Distant Stage PDF Author: Eric Fillion
Publisher: McGill-Queen's Press - MQUP
ISBN: 0228015138
Category : History
Languages : en
Pages : 301

Book Description
It is a little-known fact that the first cultural agreement Canada signed was with Brazil in 1944. The two countries’ rapprochement launched a flurry of activity connecting Montreal to Rio de Janeiro amid the turbulence of war and its aftermath. Why Brazil? And what could songs and paintings achieve that traditional diplomacy could not?

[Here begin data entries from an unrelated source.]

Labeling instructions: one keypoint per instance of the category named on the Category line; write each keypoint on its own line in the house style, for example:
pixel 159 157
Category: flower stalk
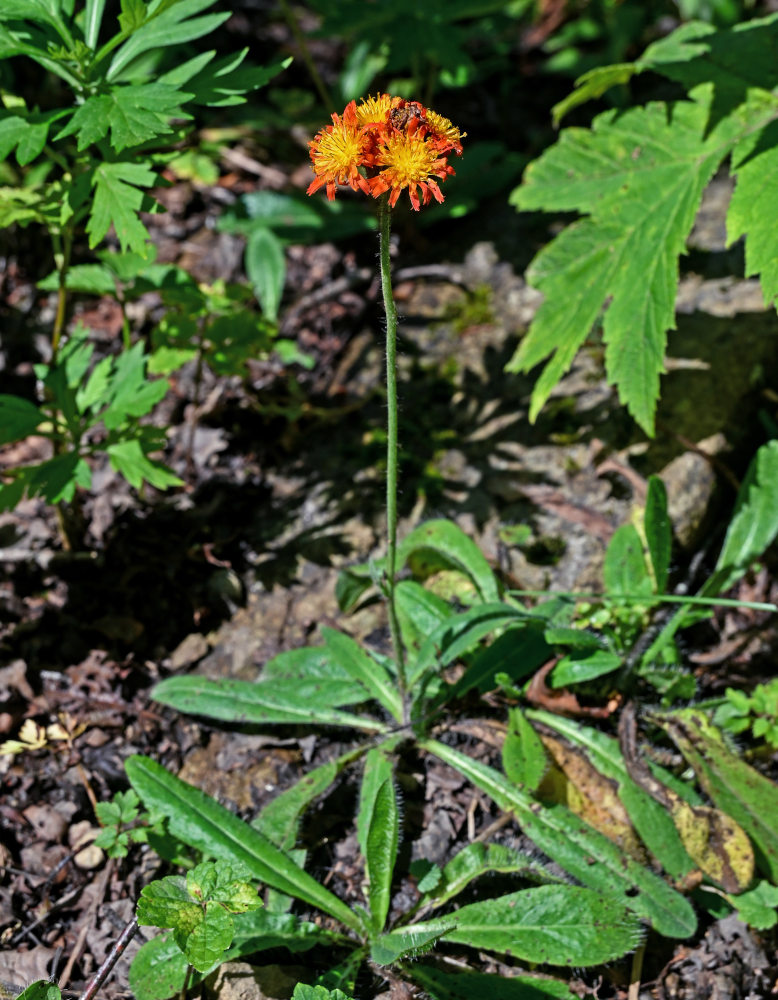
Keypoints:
pixel 382 147
pixel 390 309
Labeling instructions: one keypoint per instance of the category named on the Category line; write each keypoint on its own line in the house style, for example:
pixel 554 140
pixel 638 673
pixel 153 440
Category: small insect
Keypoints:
pixel 401 117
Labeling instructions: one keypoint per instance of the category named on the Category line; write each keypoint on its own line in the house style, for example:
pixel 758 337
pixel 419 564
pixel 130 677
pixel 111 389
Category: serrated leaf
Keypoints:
pixel 738 61
pixel 132 115
pixel 659 534
pixel 554 924
pixel 592 85
pixel 173 26
pixel 751 210
pixel 267 702
pixel 580 849
pixel 117 200
pixel 639 176
pixel 201 822
pixel 159 969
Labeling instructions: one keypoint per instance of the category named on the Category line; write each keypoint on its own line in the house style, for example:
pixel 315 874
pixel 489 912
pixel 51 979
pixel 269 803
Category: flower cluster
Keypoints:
pixel 385 144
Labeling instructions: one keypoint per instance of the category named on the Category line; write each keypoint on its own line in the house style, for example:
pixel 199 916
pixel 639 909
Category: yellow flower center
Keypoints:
pixel 373 110
pixel 408 160
pixel 338 152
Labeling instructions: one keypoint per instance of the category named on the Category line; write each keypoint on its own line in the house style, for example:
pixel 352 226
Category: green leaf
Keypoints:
pixel 201 822
pixel 18 418
pixel 419 611
pixel 447 541
pixel 267 702
pixel 261 930
pixel 651 820
pixel 159 970
pixel 266 269
pixel 757 907
pixel 754 524
pixel 304 992
pixel 409 942
pixel 174 26
pixel 580 849
pixel 466 985
pixel 638 177
pixel 518 652
pixel 279 820
pixel 524 758
pixel 381 852
pixel 461 633
pixel 735 787
pixel 589 86
pixel 130 460
pixel 475 860
pixel 132 115
pixel 659 532
pixel 553 924
pixel 349 655
pixel 42 990
pixel 625 570
pixel 584 666
pixel 117 201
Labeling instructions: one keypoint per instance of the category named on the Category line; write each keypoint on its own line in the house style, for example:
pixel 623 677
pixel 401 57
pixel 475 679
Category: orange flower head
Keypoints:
pixel 406 160
pixel 374 110
pixel 385 144
pixel 337 152
pixel 443 134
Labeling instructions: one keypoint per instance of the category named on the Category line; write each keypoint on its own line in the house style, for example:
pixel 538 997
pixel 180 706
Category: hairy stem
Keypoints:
pixel 385 225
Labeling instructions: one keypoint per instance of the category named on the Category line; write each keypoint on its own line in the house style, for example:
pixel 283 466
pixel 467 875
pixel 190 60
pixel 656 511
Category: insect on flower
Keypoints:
pixel 385 144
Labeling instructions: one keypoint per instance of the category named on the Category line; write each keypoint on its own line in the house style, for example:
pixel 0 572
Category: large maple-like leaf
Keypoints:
pixel 752 210
pixel 132 114
pixel 638 177
pixel 118 199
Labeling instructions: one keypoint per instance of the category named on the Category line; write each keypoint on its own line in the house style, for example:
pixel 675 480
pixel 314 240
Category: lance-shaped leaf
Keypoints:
pixel 638 177
pixel 463 985
pixel 650 818
pixel 554 924
pixel 350 656
pixel 475 860
pixel 447 543
pixel 409 942
pixel 270 702
pixel 733 785
pixel 279 820
pixel 580 849
pixel 200 821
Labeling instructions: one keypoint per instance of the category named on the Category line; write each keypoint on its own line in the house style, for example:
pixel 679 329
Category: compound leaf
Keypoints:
pixel 638 176
pixel 117 200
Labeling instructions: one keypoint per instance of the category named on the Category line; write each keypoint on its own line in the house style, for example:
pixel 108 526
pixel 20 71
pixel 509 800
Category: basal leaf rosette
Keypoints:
pixel 385 144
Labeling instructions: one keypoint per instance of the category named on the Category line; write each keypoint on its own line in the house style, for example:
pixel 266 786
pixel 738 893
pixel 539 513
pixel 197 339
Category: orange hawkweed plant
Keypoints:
pixel 383 146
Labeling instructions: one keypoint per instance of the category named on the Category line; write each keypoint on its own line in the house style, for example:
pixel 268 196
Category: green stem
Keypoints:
pixel 385 226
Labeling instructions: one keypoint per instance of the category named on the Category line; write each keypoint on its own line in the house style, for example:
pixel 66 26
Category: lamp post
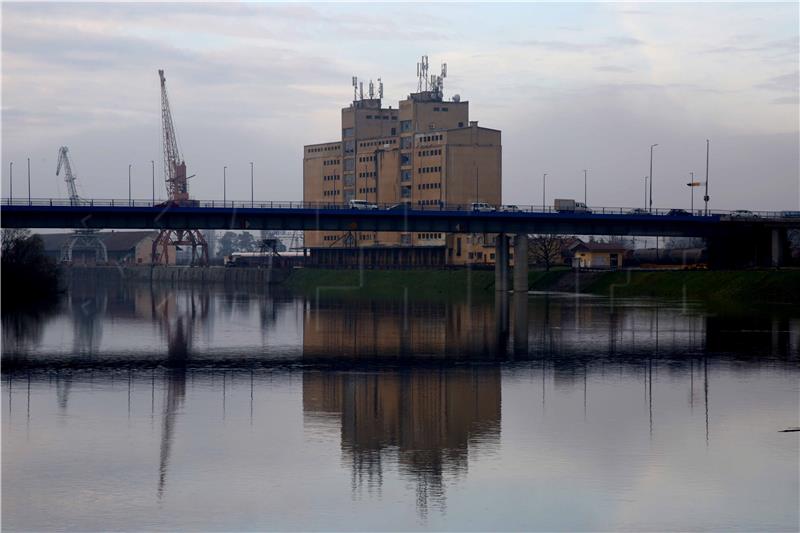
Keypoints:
pixel 706 197
pixel 544 188
pixel 154 181
pixel 651 176
pixel 585 181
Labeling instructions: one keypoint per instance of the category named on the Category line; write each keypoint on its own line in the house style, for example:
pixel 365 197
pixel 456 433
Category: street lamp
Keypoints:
pixel 154 181
pixel 544 188
pixel 651 176
pixel 585 179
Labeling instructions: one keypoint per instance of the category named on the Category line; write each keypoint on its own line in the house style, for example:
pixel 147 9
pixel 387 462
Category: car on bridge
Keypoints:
pixel 678 213
pixel 742 214
pixel 362 205
pixel 482 207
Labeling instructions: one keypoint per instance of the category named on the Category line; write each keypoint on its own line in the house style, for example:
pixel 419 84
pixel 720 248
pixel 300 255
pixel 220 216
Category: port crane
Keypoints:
pixel 177 184
pixel 82 239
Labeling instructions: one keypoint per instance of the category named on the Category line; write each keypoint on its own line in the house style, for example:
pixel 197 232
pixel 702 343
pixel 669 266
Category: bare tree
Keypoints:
pixel 545 250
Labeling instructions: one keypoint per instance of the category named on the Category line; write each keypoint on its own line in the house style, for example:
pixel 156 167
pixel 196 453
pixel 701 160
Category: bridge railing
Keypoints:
pixel 506 210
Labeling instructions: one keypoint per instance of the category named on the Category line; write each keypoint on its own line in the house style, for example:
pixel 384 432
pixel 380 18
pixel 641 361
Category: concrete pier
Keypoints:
pixel 501 263
pixel 521 263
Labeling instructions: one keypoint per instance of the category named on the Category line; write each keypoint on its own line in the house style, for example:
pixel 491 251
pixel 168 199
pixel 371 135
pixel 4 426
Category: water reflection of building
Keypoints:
pixel 427 419
pixel 391 328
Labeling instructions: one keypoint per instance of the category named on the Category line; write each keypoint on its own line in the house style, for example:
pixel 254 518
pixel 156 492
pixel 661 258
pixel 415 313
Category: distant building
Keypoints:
pixel 580 254
pixel 123 247
pixel 427 154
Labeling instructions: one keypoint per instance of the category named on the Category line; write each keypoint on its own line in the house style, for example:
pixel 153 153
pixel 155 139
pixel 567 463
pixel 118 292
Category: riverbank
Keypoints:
pixel 779 286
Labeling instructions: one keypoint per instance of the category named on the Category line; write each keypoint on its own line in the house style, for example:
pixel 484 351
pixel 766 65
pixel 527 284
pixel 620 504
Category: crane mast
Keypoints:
pixel 174 166
pixel 69 177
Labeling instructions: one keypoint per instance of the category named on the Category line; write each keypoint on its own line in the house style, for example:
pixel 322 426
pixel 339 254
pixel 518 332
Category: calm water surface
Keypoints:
pixel 157 408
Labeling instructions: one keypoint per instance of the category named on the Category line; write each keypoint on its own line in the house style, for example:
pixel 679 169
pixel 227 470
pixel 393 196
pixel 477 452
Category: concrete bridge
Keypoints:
pixel 734 239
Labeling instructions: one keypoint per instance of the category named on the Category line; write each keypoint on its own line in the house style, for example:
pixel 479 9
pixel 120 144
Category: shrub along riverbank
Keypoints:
pixel 780 286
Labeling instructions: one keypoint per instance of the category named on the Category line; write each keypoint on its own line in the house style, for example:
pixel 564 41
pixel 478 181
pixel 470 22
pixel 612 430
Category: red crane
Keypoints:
pixel 178 193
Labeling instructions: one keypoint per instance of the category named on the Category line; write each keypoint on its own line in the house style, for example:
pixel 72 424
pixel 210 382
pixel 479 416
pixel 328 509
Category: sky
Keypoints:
pixel 571 87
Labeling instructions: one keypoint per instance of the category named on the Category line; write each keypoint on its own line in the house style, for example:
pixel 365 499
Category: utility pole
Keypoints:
pixel 585 180
pixel 706 197
pixel 651 176
pixel 544 188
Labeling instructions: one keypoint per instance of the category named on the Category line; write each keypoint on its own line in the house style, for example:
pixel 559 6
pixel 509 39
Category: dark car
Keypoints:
pixel 678 213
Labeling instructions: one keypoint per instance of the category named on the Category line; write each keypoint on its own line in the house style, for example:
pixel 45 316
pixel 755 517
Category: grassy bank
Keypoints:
pixel 780 286
pixel 762 286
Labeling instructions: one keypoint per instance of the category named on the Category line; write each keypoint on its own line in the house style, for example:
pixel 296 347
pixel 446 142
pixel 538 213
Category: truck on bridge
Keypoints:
pixel 568 205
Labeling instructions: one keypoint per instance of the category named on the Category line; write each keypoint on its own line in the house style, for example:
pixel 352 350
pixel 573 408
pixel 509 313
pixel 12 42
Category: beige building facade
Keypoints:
pixel 426 153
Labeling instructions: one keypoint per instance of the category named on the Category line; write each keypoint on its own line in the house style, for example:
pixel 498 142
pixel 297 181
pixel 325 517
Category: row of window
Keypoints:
pixel 330 148
pixel 367 144
pixel 428 170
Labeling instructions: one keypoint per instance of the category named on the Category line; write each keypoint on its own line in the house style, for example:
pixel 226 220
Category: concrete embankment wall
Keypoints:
pixel 174 274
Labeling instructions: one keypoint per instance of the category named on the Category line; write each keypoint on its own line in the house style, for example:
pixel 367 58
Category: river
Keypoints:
pixel 139 407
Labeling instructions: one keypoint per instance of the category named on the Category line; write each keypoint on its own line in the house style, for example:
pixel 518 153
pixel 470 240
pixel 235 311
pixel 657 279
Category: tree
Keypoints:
pixel 545 250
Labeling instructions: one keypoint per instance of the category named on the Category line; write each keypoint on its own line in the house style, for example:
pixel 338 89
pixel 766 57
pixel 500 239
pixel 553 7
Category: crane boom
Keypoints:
pixel 174 166
pixel 69 177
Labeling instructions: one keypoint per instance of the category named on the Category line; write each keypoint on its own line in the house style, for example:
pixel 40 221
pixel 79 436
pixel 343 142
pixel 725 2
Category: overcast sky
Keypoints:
pixel 570 86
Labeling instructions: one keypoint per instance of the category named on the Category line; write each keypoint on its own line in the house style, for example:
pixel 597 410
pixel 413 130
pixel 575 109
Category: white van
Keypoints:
pixel 481 206
pixel 362 205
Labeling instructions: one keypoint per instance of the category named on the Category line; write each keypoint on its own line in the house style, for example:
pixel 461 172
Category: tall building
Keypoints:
pixel 426 153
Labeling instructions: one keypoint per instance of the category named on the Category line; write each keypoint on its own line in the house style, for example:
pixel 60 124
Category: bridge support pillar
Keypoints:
pixel 779 247
pixel 521 262
pixel 501 262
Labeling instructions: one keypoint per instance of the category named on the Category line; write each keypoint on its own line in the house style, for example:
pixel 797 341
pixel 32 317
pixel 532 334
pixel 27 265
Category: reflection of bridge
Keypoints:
pixel 759 239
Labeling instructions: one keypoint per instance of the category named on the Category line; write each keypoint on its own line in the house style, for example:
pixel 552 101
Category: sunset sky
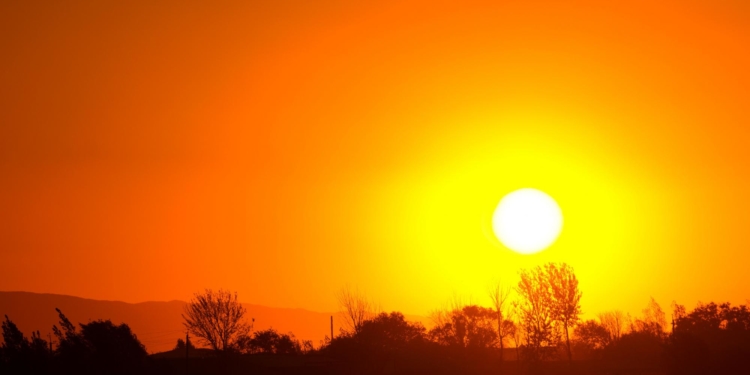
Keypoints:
pixel 285 149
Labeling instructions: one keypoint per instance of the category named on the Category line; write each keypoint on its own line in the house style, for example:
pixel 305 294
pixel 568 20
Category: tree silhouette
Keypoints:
pixel 505 327
pixel 566 298
pixel 469 327
pixel 271 342
pixel 19 354
pixel 217 319
pixel 537 314
pixel 181 344
pixel 100 347
pixel 591 337
pixel 355 308
pixel 614 322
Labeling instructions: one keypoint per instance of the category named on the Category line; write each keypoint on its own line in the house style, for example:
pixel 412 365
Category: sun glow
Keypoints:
pixel 527 221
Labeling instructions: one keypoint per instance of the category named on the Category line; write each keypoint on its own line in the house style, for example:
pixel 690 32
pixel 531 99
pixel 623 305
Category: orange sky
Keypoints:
pixel 284 149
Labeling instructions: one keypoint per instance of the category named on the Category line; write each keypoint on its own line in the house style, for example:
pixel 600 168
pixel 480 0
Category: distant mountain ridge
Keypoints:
pixel 158 325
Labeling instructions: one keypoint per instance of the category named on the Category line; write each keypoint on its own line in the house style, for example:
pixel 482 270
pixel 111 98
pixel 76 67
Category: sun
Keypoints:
pixel 527 221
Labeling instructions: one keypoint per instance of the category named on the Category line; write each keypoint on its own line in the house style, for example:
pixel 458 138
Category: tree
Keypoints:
pixel 19 354
pixel 654 320
pixel 99 347
pixel 112 347
pixel 271 342
pixel 355 308
pixel 566 298
pixel 505 327
pixel 181 345
pixel 591 336
pixel 536 314
pixel 217 319
pixel 614 322
pixel 469 327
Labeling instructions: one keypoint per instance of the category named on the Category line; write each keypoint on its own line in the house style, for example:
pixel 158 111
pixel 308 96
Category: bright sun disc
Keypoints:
pixel 527 221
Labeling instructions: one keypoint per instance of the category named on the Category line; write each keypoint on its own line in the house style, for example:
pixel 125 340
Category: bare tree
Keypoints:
pixel 499 295
pixel 355 308
pixel 654 320
pixel 216 318
pixel 535 313
pixel 566 298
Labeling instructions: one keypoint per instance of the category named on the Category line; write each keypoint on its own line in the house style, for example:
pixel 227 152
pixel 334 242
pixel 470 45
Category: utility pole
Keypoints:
pixel 187 349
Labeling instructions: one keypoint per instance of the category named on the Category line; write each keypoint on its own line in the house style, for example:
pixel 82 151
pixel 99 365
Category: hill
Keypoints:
pixel 157 324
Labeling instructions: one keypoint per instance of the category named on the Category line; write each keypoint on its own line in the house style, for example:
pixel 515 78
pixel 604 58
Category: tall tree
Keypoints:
pixel 216 318
pixel 535 309
pixel 499 296
pixel 566 298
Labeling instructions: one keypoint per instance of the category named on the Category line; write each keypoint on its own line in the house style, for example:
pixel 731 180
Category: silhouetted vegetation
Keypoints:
pixel 541 325
pixel 217 319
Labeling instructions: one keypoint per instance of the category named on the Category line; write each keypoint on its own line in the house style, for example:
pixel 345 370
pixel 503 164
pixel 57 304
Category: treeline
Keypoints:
pixel 533 327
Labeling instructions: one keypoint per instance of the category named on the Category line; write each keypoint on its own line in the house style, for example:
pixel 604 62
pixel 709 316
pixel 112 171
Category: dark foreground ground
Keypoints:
pixel 320 365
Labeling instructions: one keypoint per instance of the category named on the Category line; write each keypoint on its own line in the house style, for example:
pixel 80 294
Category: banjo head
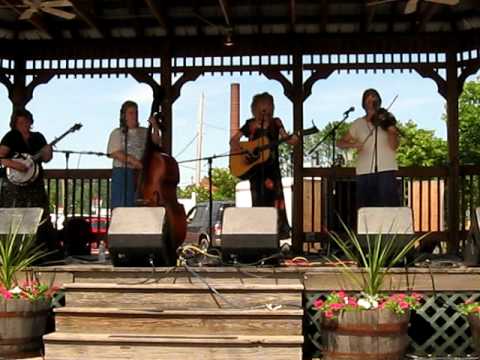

Distant Stage examines the neglected histories of Canada-Brazil relations and the role played by culture in Canada’s pursuit of an international identity. The efforts of French-Canadian artists, intellectuals, and diplomats are at the heart of both. Eric Fillion demonstrates how music and the visual arts gave state and non-state actors new connections to the idea of nation, which in turn informed their sense of place in the world. Tracing the origins of Canadian cultural diplomacy to South America, the book underscores the significance of race and religion in the country’s international history, showing how Brazil served as a distant stage where Canadian identity politics and aspirations could play out. Both a timely invitation to think about cultural diplomacy as a critical practice and a reflection on the interplay between internationalism and nationalism, Distant Stage draws attention to the ambiguous yet essential roles played by artists in international and intercultural relations.

Brazilian National Cinema

Brazilian National Cinema PDF Author: Lisa Shaw
Publisher: Routledge
ISBN: 1134702108
Category : Performing Arts
Languages : en
Pages : 240

Book Description
Brazilian cinema is one of the most influential national cinemas in Latin America and this wide-ranging study traces the evolution of Brazilian film from the silent era to the present day, including detailed studies of more recent international box-office hits, such as Central Station (1998) and City of God (2002). Brazilian National Cinema gives due importance to traditionally overlooked aspects of Brazilian cinema, such as popular genres, ranging from musical comedies (the chanchada) to soft-core porn films (the pornochanchada) and horror films, and also provides a fresh approach to the internationally acclaimed avant-garde Cinema Novo of the 1960s. Lisa Shaw and Stephanie Dennison apply recent theories on stardom, particularly relating to issues of ethnicity, race and gender, to both well-known Brazilian performers, such as Carmen Miranda and Sonia Braga, and lesser known domestic icons, such as the Afro-Brazilian comic actor, Grande Otelo (Big Othello), and the uberblonde children’s TV and film star, and media mogul, Xuxa. This timely addition to the National Cinemas series provides a comprehensive overview of the relationship between Brazilian cinema and issues of national and cultural identity.